Developing talent within Sharia advisory boards
Syed Azhan Syed Ahmad Bakhor, Islamic Capital Market Department, Securities Commission Malaysia (invited)
In the third session of the day focussed on the role of advisory boards, the focus will be on developing relations with the scholarly community. Some observers contend that Sharia advisory boards are limited to a pool of scholars and that new, young experts need to be recruited to ensure Islamic finance remains contemporary and flexible. Malaysia has tried to tackle this issue with the development of a Sharia Governance Framework (SGF) which requires Sharia boards to recruit a younger scholar. In this session, the speaker will explain how this framework works and offer an assessment discussing how Sharia boards can evolve through talent development and the role which central banks and regulators can play drawing on the example of Malaysia.
Being supervised: an Islamic bank's perspective
Michael Clark, Chief Executive Officer, European Financial House (invited)

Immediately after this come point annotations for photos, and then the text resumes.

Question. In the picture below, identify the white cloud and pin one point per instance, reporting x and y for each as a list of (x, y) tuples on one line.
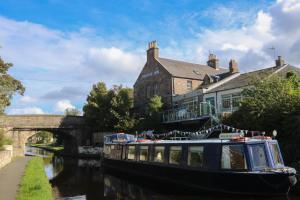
[(62, 105), (27, 100), (250, 43), (75, 60), (25, 110)]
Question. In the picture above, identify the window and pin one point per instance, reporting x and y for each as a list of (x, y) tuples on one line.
[(144, 153), (211, 101), (258, 156), (195, 156), (189, 85), (131, 153), (233, 157), (155, 89), (148, 91), (226, 102), (175, 155), (276, 154), (159, 154), (231, 102)]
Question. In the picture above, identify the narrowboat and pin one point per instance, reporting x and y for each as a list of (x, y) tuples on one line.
[(228, 164)]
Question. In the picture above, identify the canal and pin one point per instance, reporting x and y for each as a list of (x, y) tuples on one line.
[(85, 179)]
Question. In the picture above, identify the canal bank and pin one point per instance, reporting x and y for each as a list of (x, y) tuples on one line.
[(10, 177), (34, 184), (85, 179)]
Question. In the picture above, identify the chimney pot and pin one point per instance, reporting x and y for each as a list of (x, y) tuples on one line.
[(213, 61), (233, 66), (279, 62), (153, 50)]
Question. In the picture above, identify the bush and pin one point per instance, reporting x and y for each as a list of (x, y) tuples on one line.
[(4, 140), (35, 184)]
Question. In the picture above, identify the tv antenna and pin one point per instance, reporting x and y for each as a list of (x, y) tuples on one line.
[(274, 51)]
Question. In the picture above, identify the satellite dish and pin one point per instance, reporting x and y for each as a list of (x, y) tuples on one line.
[(274, 133)]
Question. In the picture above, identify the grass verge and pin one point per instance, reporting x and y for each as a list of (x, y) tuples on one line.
[(34, 184), (49, 147)]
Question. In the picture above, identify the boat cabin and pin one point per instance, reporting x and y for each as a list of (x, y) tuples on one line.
[(246, 154)]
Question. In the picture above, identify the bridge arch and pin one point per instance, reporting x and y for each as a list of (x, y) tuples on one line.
[(21, 127)]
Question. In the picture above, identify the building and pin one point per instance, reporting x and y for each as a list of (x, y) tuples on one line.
[(193, 92), (221, 97), (169, 78)]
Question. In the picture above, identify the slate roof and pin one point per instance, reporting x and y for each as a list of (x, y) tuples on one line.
[(245, 79), (188, 70)]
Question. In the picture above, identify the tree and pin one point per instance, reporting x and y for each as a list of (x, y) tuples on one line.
[(8, 85), (155, 105), (152, 120), (72, 112), (109, 110), (272, 104), (96, 107)]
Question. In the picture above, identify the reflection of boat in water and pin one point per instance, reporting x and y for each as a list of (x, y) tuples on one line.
[(230, 164)]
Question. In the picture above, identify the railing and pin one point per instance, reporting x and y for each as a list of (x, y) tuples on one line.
[(196, 111)]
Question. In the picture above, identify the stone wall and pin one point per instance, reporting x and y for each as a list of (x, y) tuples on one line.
[(6, 156), (180, 85)]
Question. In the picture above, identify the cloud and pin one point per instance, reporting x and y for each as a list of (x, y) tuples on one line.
[(55, 64), (27, 100), (62, 105), (26, 110), (250, 42), (66, 93)]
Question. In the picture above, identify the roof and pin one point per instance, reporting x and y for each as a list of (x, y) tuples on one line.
[(245, 79), (188, 70), (198, 141)]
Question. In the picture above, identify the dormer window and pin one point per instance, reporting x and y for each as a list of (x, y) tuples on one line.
[(189, 85)]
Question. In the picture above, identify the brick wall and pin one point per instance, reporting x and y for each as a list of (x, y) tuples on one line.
[(5, 156), (152, 74), (180, 85)]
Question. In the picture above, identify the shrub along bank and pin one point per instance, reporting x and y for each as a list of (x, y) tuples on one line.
[(34, 184)]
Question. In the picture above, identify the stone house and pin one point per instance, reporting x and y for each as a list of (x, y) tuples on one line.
[(196, 92), (169, 78), (221, 97)]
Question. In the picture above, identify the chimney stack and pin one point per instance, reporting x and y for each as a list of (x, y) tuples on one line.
[(213, 61), (233, 66), (153, 51), (279, 62)]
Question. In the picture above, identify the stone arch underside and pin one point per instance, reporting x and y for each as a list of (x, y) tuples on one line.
[(72, 129), (71, 139)]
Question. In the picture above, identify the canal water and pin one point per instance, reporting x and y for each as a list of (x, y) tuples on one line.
[(85, 179)]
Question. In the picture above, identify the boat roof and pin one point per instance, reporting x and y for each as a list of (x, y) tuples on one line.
[(196, 141)]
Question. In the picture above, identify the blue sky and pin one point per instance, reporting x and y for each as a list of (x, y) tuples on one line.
[(60, 48)]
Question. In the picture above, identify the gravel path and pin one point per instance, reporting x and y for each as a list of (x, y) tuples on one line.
[(10, 177)]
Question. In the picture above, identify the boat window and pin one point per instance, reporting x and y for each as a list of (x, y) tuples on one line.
[(233, 157), (258, 156), (195, 156), (107, 149), (144, 153), (175, 155), (276, 154), (131, 153), (159, 154)]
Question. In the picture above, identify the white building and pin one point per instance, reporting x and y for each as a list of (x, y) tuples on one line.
[(221, 94)]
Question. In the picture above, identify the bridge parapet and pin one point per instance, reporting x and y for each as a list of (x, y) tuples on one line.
[(41, 121)]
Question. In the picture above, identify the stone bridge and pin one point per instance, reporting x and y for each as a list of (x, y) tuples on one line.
[(72, 129)]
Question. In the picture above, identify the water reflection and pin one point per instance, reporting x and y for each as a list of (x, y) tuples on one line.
[(85, 179)]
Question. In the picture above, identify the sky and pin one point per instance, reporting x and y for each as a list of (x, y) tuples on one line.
[(60, 48)]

In this session the speaker, a senior figure from an Islamic bank, will discuss the supervision of Islamic banks from a banks perspective. The speaker will provide a critical insight into the role of regulators and discuss specific issues in relation to the emerging regulatory framework from a regulated perspective. Discussion will focus on how central banks and regulators can gain a deeper understanding of the challenges their respective Islamic banks face in order to develop an appropriate supervisory approach
Friday 16 September - New directions for Islamic finance
Emerging threats for Islamic Financial Institutions
Sunando Roy
Advisor, Central Bank of Bahrain
Text to follow, check back for details
New opportunities for Islamic finance in Europe
Didier Peny, Director, Licensing, Authorisation and Regulation, Banque de France
In 2011, there has been growth in the trading of Islamic financial products from Middle Eastern and far eastern jurisdictions to Europe. Most notably, Dubai has increased trading of sukuk and other products to France and Germany due to tax advantages. Luxembourg is also seen to be emerging as a hub for Islamic finance as again, tax authorities have recognised the specific requirements of Islamic products. In this session, the speaker will identify the opportunities for growth of Islamic finance in Europe and identify what steps Islamic banks and their relevant supervisors can take to capitalise on the opportunities that are available.
Lessons learned and action points
Led by the chairman
In this final round-up session, the chairman will revisit the key lessons from the sessions over the course of the four days. This final workshop session will highlight some the main ideas for further development and reflection, and will bring the course to a close.